Collectives for Integrated Livelihood Initiatives (CInI)
CInI is a non-profit, supporting women to raise their incomes – and become leaders in their communities. In the Central Indian Tribal Belt it helps farmers use clean energy technology to boost production of vegetablea such as tomato, chilli and aubergine. Average household incomes have risen by 250% as a result.
S4S Technologies’ patented solar conduction dryer extends the life of harvested crops including fruit, vegetables, grains, and spices. The company’s holistic support for farmers – including a buy-back mechanism, and training run with local NGOs – have helped small-scale farmers earn up to 100GBP a month.
Kenya’s Sokofresh brings mobile solar-powered cold rooms to the country’s smallholder farmers, supporting them to get a better, more reliable, income.
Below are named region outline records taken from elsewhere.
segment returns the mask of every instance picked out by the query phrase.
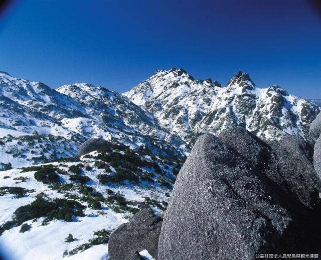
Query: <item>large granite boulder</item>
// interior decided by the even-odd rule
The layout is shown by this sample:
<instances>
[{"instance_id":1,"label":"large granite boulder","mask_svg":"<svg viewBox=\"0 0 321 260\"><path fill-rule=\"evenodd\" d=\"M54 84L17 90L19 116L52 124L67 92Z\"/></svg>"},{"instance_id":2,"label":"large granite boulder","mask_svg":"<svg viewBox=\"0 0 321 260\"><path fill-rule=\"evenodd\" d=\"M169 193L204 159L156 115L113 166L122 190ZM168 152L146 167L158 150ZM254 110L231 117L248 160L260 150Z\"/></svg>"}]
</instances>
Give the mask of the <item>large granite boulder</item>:
<instances>
[{"instance_id":1,"label":"large granite boulder","mask_svg":"<svg viewBox=\"0 0 321 260\"><path fill-rule=\"evenodd\" d=\"M288 142L298 149L297 158L305 158L297 141L285 141L285 146ZM256 254L314 249L319 240L315 207L303 198L309 192L283 188L286 181L304 183L287 180L281 170L272 172L278 168L273 164L285 162L278 149L239 128L200 137L178 176L158 259L255 259ZM310 177L315 180L315 173ZM318 190L317 184L312 185Z\"/></svg>"},{"instance_id":2,"label":"large granite boulder","mask_svg":"<svg viewBox=\"0 0 321 260\"><path fill-rule=\"evenodd\" d=\"M111 234L108 241L110 260L133 260L137 252L147 250L157 258L158 237L162 221L147 205L144 205L128 223L122 224Z\"/></svg>"},{"instance_id":3,"label":"large granite boulder","mask_svg":"<svg viewBox=\"0 0 321 260\"><path fill-rule=\"evenodd\" d=\"M309 134L314 141L316 141L321 135L321 112L311 123Z\"/></svg>"},{"instance_id":4,"label":"large granite boulder","mask_svg":"<svg viewBox=\"0 0 321 260\"><path fill-rule=\"evenodd\" d=\"M78 156L81 156L110 144L109 142L101 138L89 139L81 145Z\"/></svg>"},{"instance_id":5,"label":"large granite boulder","mask_svg":"<svg viewBox=\"0 0 321 260\"><path fill-rule=\"evenodd\" d=\"M319 201L321 180L313 168L313 148L300 136L286 135L267 144L236 127L223 131L219 138L305 206L312 209Z\"/></svg>"}]
</instances>

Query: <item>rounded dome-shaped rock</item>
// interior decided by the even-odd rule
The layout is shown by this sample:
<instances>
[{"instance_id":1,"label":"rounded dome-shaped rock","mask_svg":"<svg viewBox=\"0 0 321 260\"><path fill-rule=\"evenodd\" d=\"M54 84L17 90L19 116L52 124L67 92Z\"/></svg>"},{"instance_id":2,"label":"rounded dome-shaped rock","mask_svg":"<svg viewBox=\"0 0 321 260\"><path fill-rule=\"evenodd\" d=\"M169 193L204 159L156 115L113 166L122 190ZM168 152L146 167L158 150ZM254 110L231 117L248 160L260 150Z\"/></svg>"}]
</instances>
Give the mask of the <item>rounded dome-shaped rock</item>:
<instances>
[{"instance_id":1,"label":"rounded dome-shaped rock","mask_svg":"<svg viewBox=\"0 0 321 260\"><path fill-rule=\"evenodd\" d=\"M82 155L87 154L91 152L93 152L99 148L101 148L104 146L108 146L110 144L109 142L104 140L101 138L89 139L81 145L78 152L78 156L81 156Z\"/></svg>"}]
</instances>

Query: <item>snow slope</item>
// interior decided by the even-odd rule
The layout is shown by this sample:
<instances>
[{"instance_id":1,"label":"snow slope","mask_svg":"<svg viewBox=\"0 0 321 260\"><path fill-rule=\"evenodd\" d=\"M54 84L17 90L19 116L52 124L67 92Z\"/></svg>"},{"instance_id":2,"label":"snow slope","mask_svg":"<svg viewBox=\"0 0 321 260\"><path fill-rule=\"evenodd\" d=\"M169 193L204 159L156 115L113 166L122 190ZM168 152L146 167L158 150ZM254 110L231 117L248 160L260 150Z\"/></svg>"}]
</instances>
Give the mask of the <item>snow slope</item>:
<instances>
[{"instance_id":1,"label":"snow slope","mask_svg":"<svg viewBox=\"0 0 321 260\"><path fill-rule=\"evenodd\" d=\"M0 163L14 167L75 156L94 138L188 151L150 113L101 87L77 83L56 90L0 72Z\"/></svg>"},{"instance_id":2,"label":"snow slope","mask_svg":"<svg viewBox=\"0 0 321 260\"><path fill-rule=\"evenodd\" d=\"M119 147L120 150L114 148L113 152L110 153L117 151L121 154L128 154L126 150L128 148ZM168 159L162 159L162 157L156 155L152 160L150 156L144 152L131 151L137 158L146 160L146 162L156 163L160 167L160 171L156 172L152 167L143 167L139 168L142 171L139 178L143 178L147 174L151 178L149 180L140 179L138 183L125 181L103 184L99 181L99 174L107 174L109 176L113 176L117 170L111 166L112 162L107 163L105 159L104 162L107 163L109 170L98 169L95 162L102 162L96 158L100 154L92 152L88 156L82 157L80 161L50 164L61 171L57 172L59 172L60 183L56 183L56 186L52 183L43 183L36 180L34 177L35 171L32 168L25 170L15 169L0 172L0 205L2 205L0 207L0 229L1 225L13 219L17 208L35 201L36 196L41 193L46 200L55 198L72 198L87 206L84 212L84 216L74 216L71 222L54 219L48 222L45 221L46 224L44 225L45 217L41 217L25 221L24 224L31 225L31 229L24 233L19 232L21 224L5 230L0 235L0 258L2 257L5 260L61 259L65 251L70 252L81 244L88 243L90 239L95 237L94 232L103 229L112 231L120 224L127 222L131 213L127 210L117 210L116 208L118 206L117 202L114 204L107 199L110 196L111 190L114 192L114 195L119 192L125 198L127 204L126 207L128 209L136 208L139 203L146 201L144 198L145 197L154 200L152 201L153 202L149 202L151 207L156 214L160 214L167 206L166 203L168 202L169 194L175 180L175 176L172 171L176 167L177 163L174 161L170 162ZM108 152L104 151L100 154L108 154ZM73 174L70 167L79 165L80 163L82 164L81 166L81 176L90 178L85 186L93 188L94 192L100 192L102 195L102 197L99 198L101 201L101 209L93 209L87 202L88 198L85 198L85 196L84 197L83 193L80 191L81 185L70 179ZM161 184L162 183L159 182L160 179L169 182L169 186ZM71 184L72 185L66 189L64 188L64 185L66 184ZM20 187L33 190L19 198L8 193L2 194L1 189L4 187ZM109 189L109 192L107 189ZM72 234L75 240L67 243L65 242L65 239L69 233ZM148 259L148 252L143 251L142 254ZM107 259L108 258L107 244L94 245L83 251L79 251L74 255L67 255L65 258Z\"/></svg>"}]
</instances>

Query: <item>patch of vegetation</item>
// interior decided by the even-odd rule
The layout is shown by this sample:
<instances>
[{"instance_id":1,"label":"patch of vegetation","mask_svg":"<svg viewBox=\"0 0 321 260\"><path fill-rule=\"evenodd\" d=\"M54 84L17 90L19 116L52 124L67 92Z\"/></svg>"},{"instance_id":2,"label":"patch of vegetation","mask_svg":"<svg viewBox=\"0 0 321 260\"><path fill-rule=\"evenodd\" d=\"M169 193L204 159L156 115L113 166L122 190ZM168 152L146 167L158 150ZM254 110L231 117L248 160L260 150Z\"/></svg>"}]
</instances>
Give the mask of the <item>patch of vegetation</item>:
<instances>
[{"instance_id":1,"label":"patch of vegetation","mask_svg":"<svg viewBox=\"0 0 321 260\"><path fill-rule=\"evenodd\" d=\"M28 225L25 223L21 226L21 228L20 228L19 232L20 233L25 233L26 231L30 230L30 228L31 228L31 225Z\"/></svg>"},{"instance_id":2,"label":"patch of vegetation","mask_svg":"<svg viewBox=\"0 0 321 260\"><path fill-rule=\"evenodd\" d=\"M35 190L28 190L21 187L0 187L0 196L10 193L15 195L16 198L22 198L26 193L34 192Z\"/></svg>"},{"instance_id":3,"label":"patch of vegetation","mask_svg":"<svg viewBox=\"0 0 321 260\"><path fill-rule=\"evenodd\" d=\"M27 181L29 179L29 178L24 177L23 176L14 178L14 180L16 181L20 181L20 182L25 182L26 181ZM16 183L19 183L19 182L16 182Z\"/></svg>"},{"instance_id":4,"label":"patch of vegetation","mask_svg":"<svg viewBox=\"0 0 321 260\"><path fill-rule=\"evenodd\" d=\"M69 234L68 236L65 238L65 242L66 243L70 243L71 242L73 242L75 240L75 239L73 237L71 234Z\"/></svg>"},{"instance_id":5,"label":"patch of vegetation","mask_svg":"<svg viewBox=\"0 0 321 260\"><path fill-rule=\"evenodd\" d=\"M153 199L150 199L149 197L144 197L144 199L146 203L148 205L152 205L160 209L164 209L164 207L163 207L157 200Z\"/></svg>"},{"instance_id":6,"label":"patch of vegetation","mask_svg":"<svg viewBox=\"0 0 321 260\"><path fill-rule=\"evenodd\" d=\"M105 229L94 232L94 235L97 237L89 240L89 242L92 245L97 244L107 244L110 236L110 230L106 230Z\"/></svg>"},{"instance_id":7,"label":"patch of vegetation","mask_svg":"<svg viewBox=\"0 0 321 260\"><path fill-rule=\"evenodd\" d=\"M52 190L56 190L58 192L75 189L75 186L72 183L60 183L60 182L55 182L50 184L48 187Z\"/></svg>"},{"instance_id":8,"label":"patch of vegetation","mask_svg":"<svg viewBox=\"0 0 321 260\"><path fill-rule=\"evenodd\" d=\"M100 192L86 186L81 187L79 191L83 195L81 200L87 202L90 207L93 209L101 209L100 201L104 200L104 197Z\"/></svg>"},{"instance_id":9,"label":"patch of vegetation","mask_svg":"<svg viewBox=\"0 0 321 260\"><path fill-rule=\"evenodd\" d=\"M108 243L110 233L110 230L107 230L105 229L94 232L94 235L96 236L97 237L90 239L88 241L89 243L83 243L69 252L67 250L65 251L63 254L63 257L66 256L68 255L73 255L78 252L83 252L85 251L85 250L90 248L93 245ZM69 235L71 235L71 234L69 234Z\"/></svg>"},{"instance_id":10,"label":"patch of vegetation","mask_svg":"<svg viewBox=\"0 0 321 260\"><path fill-rule=\"evenodd\" d=\"M90 171L92 169L92 167L88 164L85 167L85 170L86 170L86 171Z\"/></svg>"},{"instance_id":11,"label":"patch of vegetation","mask_svg":"<svg viewBox=\"0 0 321 260\"><path fill-rule=\"evenodd\" d=\"M78 253L79 252L83 252L85 251L85 250L90 248L91 247L91 245L90 243L85 243L77 246L75 248L73 249L71 251L69 251L68 252L65 251L63 254L63 256L66 256L68 254L69 255L73 255L74 254Z\"/></svg>"},{"instance_id":12,"label":"patch of vegetation","mask_svg":"<svg viewBox=\"0 0 321 260\"><path fill-rule=\"evenodd\" d=\"M75 173L76 174L80 174L80 173L82 172L82 170L80 169L81 167L83 167L83 165L81 164L71 165L69 167L69 172Z\"/></svg>"},{"instance_id":13,"label":"patch of vegetation","mask_svg":"<svg viewBox=\"0 0 321 260\"><path fill-rule=\"evenodd\" d=\"M84 216L83 211L85 208L85 206L74 200L59 198L46 200L43 196L38 194L36 200L17 209L13 220L0 226L0 234L15 225L42 216L46 217L45 223L54 218L71 222L73 215Z\"/></svg>"},{"instance_id":14,"label":"patch of vegetation","mask_svg":"<svg viewBox=\"0 0 321 260\"><path fill-rule=\"evenodd\" d=\"M81 175L80 174L72 174L69 175L69 180L71 181L78 182L82 185L89 182L91 179L86 175Z\"/></svg>"},{"instance_id":15,"label":"patch of vegetation","mask_svg":"<svg viewBox=\"0 0 321 260\"><path fill-rule=\"evenodd\" d=\"M117 192L117 193L113 193L108 196L105 201L112 205L111 208L116 213L124 213L124 211L129 211L134 213L139 210L137 208L128 207L127 204L131 203L120 194L119 191Z\"/></svg>"},{"instance_id":16,"label":"patch of vegetation","mask_svg":"<svg viewBox=\"0 0 321 260\"><path fill-rule=\"evenodd\" d=\"M56 167L49 164L42 165L40 167L34 175L36 180L44 183L59 182L59 176L56 173Z\"/></svg>"},{"instance_id":17,"label":"patch of vegetation","mask_svg":"<svg viewBox=\"0 0 321 260\"><path fill-rule=\"evenodd\" d=\"M110 171L109 166L101 161L95 161L94 165L97 169L104 169L106 171Z\"/></svg>"}]
</instances>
Sokofresh helps farmers harvest, sell collectively to major buyers, and access pay-per-kg storage – with more data and clarity for everyone involved in the supply chain.
India’s Ecozen offers portable solar-powered cold storage rooms, with thermal energy storage back-up – powered by cutting-edge digital technology – that keep produce fresh, boosting sales and prices. Its smallest unit has been designed specifically to meet the needs of marginalised farmers, and the company also supports customers with access to markets, training and more.
How can funders maximise impact?
Ashden Head of Policy and Impact Fiona Duggan said: “Our own Fair Cooling Fund has shown how grants and philanthropic capital can be used to de-risk commercial investment, as well as to encourage support from development agencies and impact investors.
“This briefing shows how grants can deliver maximum impact. This includes investing in research and innovation about new pro-poor business and delivery models, and pursuing outcomes that solidify the business case for further investment by other parties.
“Currently, the diverse impact of innovators across multiple Sustainable Development Goals – boosting incomes, health, gender equality and more, as well as lowering emissions – is not reflected in the siloed approach taken by many funders. We also recommend that funders invest in the building of partnerships across different parts of the agriculture ecosystem.”